国民年金、米国債への投資比率引き下げへ

 世界4位の年金基金である韓国の国民年金は19日までに、米国債への投資比率を引き下げる方針を固めた。米国債に対する投資魅力がほかの外国債券と比べ低下したとの判断によるもので、米国債を一部売却する方向で検討している。

 保健福祉部と国民年金の関係者によると、国民年金は今年、外国債券に対する投資先を多様化するため、米国債への投資比率を減らし、代わりにほかの外国の国債や社債への投資を増やすことを決めた。国民年金は昨年末現在で、米国債4兆600億ウォン(約3360億円)相当を直接保有しているほか、海外の債券運用会社を通じ、間接的に買い入れた米国債も約5000億ウォン(約410億円)相当ある。韓国全体の米国債保有額(約400億ドル)に占める国民年金の保有額は10%を超える。

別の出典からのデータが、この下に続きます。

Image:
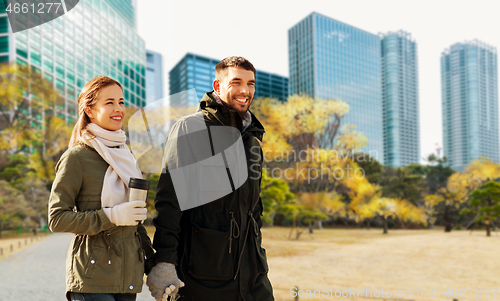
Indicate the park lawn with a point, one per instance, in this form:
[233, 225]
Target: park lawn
[410, 261]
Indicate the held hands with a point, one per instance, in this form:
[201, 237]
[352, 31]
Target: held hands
[127, 214]
[163, 281]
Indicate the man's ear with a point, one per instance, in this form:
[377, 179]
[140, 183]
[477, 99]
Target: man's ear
[216, 86]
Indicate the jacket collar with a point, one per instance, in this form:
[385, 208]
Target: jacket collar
[226, 116]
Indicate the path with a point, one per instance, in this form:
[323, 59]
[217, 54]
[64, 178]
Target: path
[38, 272]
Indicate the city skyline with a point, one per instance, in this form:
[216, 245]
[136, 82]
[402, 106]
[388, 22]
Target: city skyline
[330, 59]
[261, 35]
[470, 103]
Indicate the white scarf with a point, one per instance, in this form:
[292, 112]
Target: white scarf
[122, 164]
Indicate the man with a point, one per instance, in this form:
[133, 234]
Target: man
[215, 248]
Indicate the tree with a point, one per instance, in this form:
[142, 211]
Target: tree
[485, 202]
[275, 193]
[31, 122]
[305, 142]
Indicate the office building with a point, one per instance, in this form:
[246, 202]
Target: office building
[329, 59]
[469, 87]
[198, 72]
[400, 102]
[154, 76]
[96, 37]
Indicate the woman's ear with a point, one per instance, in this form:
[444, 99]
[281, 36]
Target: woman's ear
[88, 112]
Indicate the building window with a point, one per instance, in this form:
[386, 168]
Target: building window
[4, 24]
[4, 44]
[36, 57]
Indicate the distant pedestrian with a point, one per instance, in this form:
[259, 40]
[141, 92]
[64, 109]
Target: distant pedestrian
[111, 249]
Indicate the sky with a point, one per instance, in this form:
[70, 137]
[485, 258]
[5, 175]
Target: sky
[258, 31]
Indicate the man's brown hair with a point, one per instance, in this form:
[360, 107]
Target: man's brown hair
[233, 61]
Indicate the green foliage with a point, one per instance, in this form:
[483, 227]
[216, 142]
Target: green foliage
[275, 194]
[485, 202]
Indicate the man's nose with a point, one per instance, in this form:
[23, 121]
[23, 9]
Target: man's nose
[245, 89]
[118, 108]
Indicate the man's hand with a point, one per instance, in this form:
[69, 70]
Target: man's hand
[163, 281]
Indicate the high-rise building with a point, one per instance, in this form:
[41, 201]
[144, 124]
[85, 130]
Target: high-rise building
[469, 89]
[400, 99]
[96, 37]
[154, 76]
[198, 72]
[329, 59]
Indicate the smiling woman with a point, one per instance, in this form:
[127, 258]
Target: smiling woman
[89, 198]
[109, 110]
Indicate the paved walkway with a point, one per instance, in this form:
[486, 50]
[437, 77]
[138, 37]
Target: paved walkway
[38, 272]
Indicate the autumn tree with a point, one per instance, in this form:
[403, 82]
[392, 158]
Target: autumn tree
[305, 142]
[485, 203]
[449, 200]
[30, 119]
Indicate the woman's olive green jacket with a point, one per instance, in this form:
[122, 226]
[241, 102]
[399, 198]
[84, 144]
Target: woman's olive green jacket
[102, 257]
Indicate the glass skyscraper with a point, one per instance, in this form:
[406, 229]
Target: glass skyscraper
[329, 59]
[198, 72]
[154, 76]
[469, 87]
[400, 99]
[96, 37]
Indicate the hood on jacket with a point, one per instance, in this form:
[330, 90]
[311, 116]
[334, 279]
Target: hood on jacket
[224, 115]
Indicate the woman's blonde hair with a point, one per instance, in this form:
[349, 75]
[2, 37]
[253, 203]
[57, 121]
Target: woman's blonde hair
[87, 99]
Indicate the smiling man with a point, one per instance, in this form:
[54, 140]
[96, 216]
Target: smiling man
[213, 251]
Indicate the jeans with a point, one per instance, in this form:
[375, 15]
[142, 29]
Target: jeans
[101, 297]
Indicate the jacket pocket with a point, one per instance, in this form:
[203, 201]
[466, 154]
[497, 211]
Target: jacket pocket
[212, 172]
[263, 268]
[94, 259]
[209, 255]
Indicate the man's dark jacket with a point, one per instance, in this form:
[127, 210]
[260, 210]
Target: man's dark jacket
[216, 247]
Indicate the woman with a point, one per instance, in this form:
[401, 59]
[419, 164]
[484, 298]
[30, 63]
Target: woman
[111, 250]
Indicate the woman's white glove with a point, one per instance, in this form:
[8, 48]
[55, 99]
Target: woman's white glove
[127, 214]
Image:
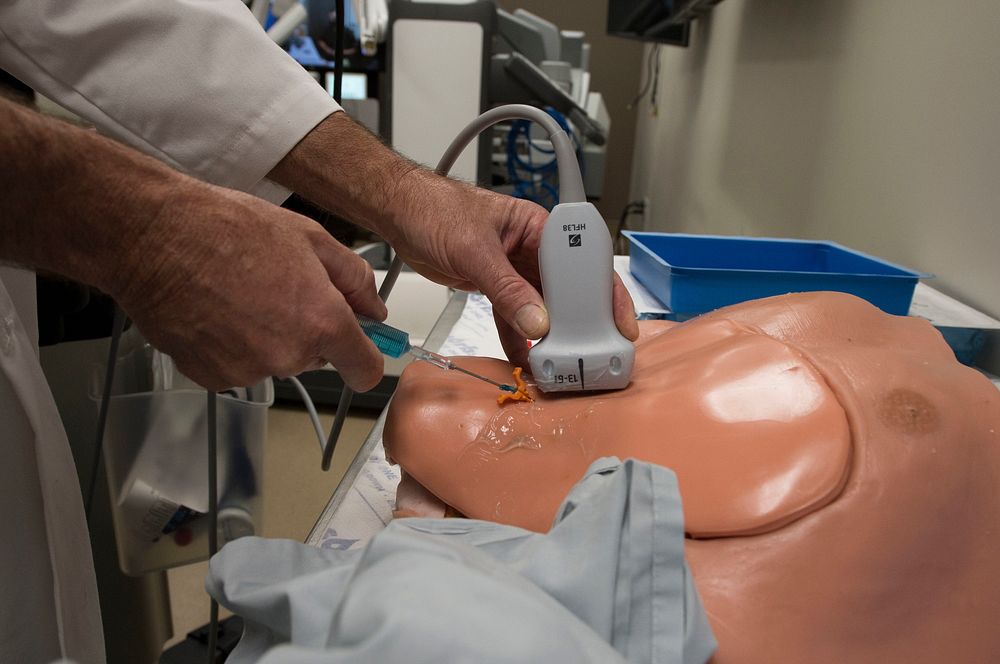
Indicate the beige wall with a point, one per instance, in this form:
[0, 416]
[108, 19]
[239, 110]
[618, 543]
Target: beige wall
[875, 123]
[614, 67]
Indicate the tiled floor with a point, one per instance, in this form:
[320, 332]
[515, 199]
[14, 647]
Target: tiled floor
[295, 492]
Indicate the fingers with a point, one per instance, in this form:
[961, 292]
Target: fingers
[624, 310]
[513, 298]
[352, 276]
[345, 346]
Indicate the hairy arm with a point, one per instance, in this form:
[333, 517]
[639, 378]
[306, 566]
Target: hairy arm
[232, 287]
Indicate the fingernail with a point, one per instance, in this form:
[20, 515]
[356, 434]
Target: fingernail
[533, 321]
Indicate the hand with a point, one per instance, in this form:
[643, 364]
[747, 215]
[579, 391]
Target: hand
[235, 289]
[471, 238]
[451, 232]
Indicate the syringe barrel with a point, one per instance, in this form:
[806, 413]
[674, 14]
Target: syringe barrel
[389, 340]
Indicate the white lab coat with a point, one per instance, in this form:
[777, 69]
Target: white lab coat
[197, 84]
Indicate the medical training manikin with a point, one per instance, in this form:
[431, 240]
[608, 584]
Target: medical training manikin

 現在国民年金が直接保有している海外債券のうち、米国債が占める比率は70%に達し、偏りが大きい。一般に財政赤字が拡大すれば、国債利回りが上昇し、それに伴い債券価格は下落する。財政赤字に苦しむ米国では、近く国債利回りが上昇すると見込まれており、その点も米国債売却の背景となっているもようだ。

 国民年金関係者は「世界的に米国債のバブル崩壊を予想する見方が少なくない。基金の運用利回りを高めるためには、ほかの外国債券の保有比率を高める必要がある」と指摘した。国民年金は最近、オーストラリア、ドイツの国債、海外有力企業の社債を集中して買い付けているとされる。